Speaking Wednesday on the St. Louis-based company’s second-quarter earnings call, Chief Executive Officer Hugh Grant said Monsanto will use licensing, partnerships and small acquisitions to reach its vision of a fully-integrated solution for farms, which will encompass seed, crop protection, nutrition and digital, data-driven precision management products.
 
“There’s an opportunity in bringing chemistry and biology together on that acre, and using data science as the glue that holds that together,” he said. “We are better placed than our competitors to integrate those three pieces together.”
 
Monsanto on Wednesday posted its smallest fiscal second-quarter profit and sales since 2011 as a global slump in farm commodities depressed demand. The rout for crop prices has spurred a wave of consolidation in the seed and crop-chemical industry. China National Chemical Corp. said in February that it reached a deal to buy Syngenta, the biggest deal so far. Dow Chemical Co. and DuPont Co. announced in December they would merge before breaking into three separate entities, including a Monsanto-sized agriculture company.
 
Grant said creating products that boost yields will determine winners in the sector, rather than deals that find cost synergies, as farmers are seeking the best technologies even in a tough environment of low crop prices and falling incomes. While a Syngenta acquisition would have accelerated the process, the company’s strategy wasn’t dependent on it, and growth will be driven on a product-by-product basis.
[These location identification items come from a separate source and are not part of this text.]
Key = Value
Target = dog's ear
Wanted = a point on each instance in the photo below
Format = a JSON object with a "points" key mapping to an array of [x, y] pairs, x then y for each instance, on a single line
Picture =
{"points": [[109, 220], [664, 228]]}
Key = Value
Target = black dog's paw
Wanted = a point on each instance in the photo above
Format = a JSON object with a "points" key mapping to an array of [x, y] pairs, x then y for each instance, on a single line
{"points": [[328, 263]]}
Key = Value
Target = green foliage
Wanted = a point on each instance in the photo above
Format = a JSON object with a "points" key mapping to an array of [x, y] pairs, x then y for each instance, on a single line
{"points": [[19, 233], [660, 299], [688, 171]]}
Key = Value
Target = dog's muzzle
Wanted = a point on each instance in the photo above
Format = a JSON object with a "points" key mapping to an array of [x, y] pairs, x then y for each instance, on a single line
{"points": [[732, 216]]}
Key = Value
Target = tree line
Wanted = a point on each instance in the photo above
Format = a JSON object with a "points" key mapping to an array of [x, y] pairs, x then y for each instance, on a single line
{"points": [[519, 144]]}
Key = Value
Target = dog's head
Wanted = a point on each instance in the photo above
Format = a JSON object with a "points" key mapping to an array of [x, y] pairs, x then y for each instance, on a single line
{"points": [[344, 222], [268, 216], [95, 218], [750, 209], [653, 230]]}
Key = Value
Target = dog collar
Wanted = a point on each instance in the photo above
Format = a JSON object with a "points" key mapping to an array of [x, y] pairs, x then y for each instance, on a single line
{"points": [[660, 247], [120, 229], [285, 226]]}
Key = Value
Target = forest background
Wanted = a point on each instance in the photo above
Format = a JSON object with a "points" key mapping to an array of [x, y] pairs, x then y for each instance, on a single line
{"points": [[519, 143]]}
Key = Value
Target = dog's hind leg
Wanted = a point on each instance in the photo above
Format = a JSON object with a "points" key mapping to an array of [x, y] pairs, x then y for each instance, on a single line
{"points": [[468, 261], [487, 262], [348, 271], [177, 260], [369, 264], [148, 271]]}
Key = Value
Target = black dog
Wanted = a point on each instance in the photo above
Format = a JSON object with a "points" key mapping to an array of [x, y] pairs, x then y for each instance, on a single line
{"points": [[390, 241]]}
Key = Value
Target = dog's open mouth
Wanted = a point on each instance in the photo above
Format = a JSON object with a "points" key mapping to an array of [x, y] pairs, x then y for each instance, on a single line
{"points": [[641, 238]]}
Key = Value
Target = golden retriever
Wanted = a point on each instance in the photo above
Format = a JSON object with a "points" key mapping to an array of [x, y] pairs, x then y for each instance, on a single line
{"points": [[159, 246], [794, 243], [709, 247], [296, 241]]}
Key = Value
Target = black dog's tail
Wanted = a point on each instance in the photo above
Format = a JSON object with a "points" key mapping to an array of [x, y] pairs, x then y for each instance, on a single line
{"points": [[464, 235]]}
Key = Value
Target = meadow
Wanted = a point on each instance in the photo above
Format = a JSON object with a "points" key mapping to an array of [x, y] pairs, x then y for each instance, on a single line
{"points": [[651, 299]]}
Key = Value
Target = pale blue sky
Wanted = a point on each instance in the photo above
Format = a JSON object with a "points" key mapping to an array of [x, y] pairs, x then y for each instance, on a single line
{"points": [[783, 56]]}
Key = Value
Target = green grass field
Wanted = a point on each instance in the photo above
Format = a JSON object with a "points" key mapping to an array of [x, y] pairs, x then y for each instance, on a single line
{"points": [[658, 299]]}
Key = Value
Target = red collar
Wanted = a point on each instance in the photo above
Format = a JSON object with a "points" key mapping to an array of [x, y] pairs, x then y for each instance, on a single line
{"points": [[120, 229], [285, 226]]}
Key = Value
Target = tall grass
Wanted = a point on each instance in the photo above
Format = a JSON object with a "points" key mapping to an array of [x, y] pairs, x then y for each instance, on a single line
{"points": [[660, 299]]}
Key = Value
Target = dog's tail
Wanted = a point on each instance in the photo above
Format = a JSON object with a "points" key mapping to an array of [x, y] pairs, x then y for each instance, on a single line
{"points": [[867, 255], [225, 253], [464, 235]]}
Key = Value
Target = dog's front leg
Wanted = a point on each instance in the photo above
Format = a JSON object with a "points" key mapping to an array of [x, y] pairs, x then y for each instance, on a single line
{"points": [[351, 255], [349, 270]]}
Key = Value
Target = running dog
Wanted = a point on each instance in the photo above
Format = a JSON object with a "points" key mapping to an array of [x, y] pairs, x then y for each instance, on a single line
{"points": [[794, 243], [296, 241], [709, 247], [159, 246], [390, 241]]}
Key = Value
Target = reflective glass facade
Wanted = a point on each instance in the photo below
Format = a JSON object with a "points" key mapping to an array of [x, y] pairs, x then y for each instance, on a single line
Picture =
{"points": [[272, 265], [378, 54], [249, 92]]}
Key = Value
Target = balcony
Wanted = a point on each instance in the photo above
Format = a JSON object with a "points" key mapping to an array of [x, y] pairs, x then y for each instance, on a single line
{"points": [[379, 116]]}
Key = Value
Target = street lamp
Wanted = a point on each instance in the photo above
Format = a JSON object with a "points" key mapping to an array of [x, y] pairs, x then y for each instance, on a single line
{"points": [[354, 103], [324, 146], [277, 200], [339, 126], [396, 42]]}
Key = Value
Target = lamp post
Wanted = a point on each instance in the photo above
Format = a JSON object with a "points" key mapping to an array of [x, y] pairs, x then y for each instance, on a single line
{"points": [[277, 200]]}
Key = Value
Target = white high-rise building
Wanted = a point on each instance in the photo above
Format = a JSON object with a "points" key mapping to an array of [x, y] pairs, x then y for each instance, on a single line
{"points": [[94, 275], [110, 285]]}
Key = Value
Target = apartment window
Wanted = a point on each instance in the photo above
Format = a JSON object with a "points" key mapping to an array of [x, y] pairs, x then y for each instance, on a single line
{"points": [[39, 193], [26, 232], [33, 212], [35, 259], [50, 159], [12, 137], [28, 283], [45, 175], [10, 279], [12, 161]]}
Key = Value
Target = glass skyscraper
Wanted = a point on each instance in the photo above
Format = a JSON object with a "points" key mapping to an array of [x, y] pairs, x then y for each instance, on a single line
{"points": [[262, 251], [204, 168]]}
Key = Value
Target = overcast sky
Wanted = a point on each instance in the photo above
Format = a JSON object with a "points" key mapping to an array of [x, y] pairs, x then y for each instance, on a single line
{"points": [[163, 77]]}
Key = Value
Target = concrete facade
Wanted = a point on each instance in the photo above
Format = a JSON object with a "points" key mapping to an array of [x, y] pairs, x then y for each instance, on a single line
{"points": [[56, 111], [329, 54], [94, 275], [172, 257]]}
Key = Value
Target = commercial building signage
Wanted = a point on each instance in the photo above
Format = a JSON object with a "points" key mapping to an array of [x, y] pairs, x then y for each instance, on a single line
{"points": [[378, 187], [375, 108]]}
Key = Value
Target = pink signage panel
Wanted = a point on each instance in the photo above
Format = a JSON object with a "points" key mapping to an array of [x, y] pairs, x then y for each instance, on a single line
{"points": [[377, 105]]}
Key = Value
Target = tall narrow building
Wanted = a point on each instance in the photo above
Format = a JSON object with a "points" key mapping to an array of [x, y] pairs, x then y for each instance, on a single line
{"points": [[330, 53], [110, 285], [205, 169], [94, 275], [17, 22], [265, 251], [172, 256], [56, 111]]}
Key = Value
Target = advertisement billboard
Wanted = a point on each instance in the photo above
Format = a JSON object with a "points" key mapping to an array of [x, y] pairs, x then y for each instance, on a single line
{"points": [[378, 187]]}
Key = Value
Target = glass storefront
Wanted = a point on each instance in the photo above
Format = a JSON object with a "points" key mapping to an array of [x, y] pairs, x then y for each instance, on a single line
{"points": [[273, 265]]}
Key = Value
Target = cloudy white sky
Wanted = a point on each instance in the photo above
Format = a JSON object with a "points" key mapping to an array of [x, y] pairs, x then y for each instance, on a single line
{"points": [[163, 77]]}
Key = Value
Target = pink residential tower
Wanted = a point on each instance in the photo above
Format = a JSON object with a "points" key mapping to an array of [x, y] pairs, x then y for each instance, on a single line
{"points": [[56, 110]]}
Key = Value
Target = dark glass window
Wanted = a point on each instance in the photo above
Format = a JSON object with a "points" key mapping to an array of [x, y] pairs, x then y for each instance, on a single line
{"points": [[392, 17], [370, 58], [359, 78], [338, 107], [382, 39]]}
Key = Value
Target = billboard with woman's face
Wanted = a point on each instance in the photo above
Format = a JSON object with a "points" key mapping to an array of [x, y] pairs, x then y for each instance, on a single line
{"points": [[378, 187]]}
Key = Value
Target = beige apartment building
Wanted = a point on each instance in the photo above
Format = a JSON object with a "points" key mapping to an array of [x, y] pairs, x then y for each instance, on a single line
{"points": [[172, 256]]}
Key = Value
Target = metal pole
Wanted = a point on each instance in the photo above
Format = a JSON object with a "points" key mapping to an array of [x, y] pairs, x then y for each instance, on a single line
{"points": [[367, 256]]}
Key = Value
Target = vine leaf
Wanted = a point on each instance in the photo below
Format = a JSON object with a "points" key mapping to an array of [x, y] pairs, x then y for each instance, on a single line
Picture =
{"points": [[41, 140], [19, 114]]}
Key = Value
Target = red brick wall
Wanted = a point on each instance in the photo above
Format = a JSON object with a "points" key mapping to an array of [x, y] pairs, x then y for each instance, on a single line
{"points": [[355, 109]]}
The company’s ability to develop new products, with its field testing infrastructure and knowledge of plant genomics, combined with its commercial reach, can attract collaborators, he said.
 
“We believe the industry will continue to rationalize, focusing investment to the higher-return options,” Grant said. This will mean more research and development, or “commercial partnerships for which we are uniquely positioned to participate and no longer see large-scale M&A as a likely opportunity,” he said.
 
Monsanto was exploring potential deals with BASF SE and Bayer AG, people with knowledge of the matter said in March. Monsanto’s unsolicited $43.6 billion proposal to acquire Syngenta AG, the world’s largest pesticide producer, was rejected by the Swiss company in August.